Keeping with the theme of vengeance, there haven’t been many hit singles with quite this much fury and bile running through it…ever, perhaps. Especially not the lead/breakthrough single from a debut album that has, in the past fifteen years, sold thirty-three million copies (and counting, no doubt). Anyway, back to the song – every single line in this song screams of utter hate and contempt for the “ex”, and it’s scarily unhinged delivery (and lyrics – best one being “And every time I scratch my nails down someone else’s back…I hope you feel it“) was perhaps the reason why this song worked so well. It’s just a shame that she seemed to exhaust her fury in this album (and mostly in this song), with subsequent ones being…well, somewhat dull.
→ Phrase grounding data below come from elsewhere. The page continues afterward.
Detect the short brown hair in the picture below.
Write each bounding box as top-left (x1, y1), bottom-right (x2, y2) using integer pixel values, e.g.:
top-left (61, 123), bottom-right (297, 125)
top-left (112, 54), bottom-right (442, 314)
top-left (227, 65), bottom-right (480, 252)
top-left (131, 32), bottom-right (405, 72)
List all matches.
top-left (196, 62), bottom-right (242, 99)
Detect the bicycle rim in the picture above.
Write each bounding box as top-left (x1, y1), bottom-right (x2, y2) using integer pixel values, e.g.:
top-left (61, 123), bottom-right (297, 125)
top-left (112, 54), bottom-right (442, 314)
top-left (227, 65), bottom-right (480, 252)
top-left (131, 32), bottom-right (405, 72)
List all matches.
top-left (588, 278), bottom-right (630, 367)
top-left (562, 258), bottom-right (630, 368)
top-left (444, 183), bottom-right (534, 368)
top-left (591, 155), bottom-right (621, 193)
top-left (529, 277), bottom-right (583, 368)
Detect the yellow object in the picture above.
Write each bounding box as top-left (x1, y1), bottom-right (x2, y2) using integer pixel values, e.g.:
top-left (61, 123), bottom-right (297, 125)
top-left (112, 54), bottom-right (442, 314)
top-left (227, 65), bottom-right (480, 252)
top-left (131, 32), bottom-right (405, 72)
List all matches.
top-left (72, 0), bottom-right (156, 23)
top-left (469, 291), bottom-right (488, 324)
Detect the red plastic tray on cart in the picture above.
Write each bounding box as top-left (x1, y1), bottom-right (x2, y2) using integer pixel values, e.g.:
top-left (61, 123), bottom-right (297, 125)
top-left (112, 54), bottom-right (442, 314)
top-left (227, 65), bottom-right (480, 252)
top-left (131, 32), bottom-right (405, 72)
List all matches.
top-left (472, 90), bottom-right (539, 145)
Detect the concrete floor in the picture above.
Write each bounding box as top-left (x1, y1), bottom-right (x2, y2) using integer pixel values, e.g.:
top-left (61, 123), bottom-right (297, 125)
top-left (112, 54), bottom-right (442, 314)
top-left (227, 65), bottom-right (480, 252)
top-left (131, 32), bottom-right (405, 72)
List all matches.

/Call Me When You’re Sober
/The Open Door

A little more restrained, perhaps, is this track. Amy Lee’s vocal details dealing with an ex-boyfriend who preferred the bottle to her (?!?), and how she is clearly better off without him – and otherwise, it’s this band by numbers, really – soaring, somewhat earnest gothic-ish rock.

/Nancy Sinatra

/These Boots Are Made For Walkin’

No, I’m not going to include the KMFDM cover. Let’s have the classic original – and perhaps the finest kiss-off to an ex-partner ever. Endlessly sampled, covered, and featured in films and TV shows, it’s with good reason – this is bloody marvellous, still, forty-five years on since release. Short and sweet, broadly just a guitar, drums and Sinatra’s voice, it’s a heck of an earworm, too…


/Slanted and Enchanted

Tellingly the last song Pavement played before they split up the first time around, this ballad showed a side to Pavement that they didn’t really reveal too much. Stephen Malkmus always seemed to prefer to hide behind clever lyrics and metaphors, so to have a song this nakedly emotional was a bit of a shock. This is it, the song says. Everything ends here. No returns, no new attempts, no regrets, no turning back. Sound advice.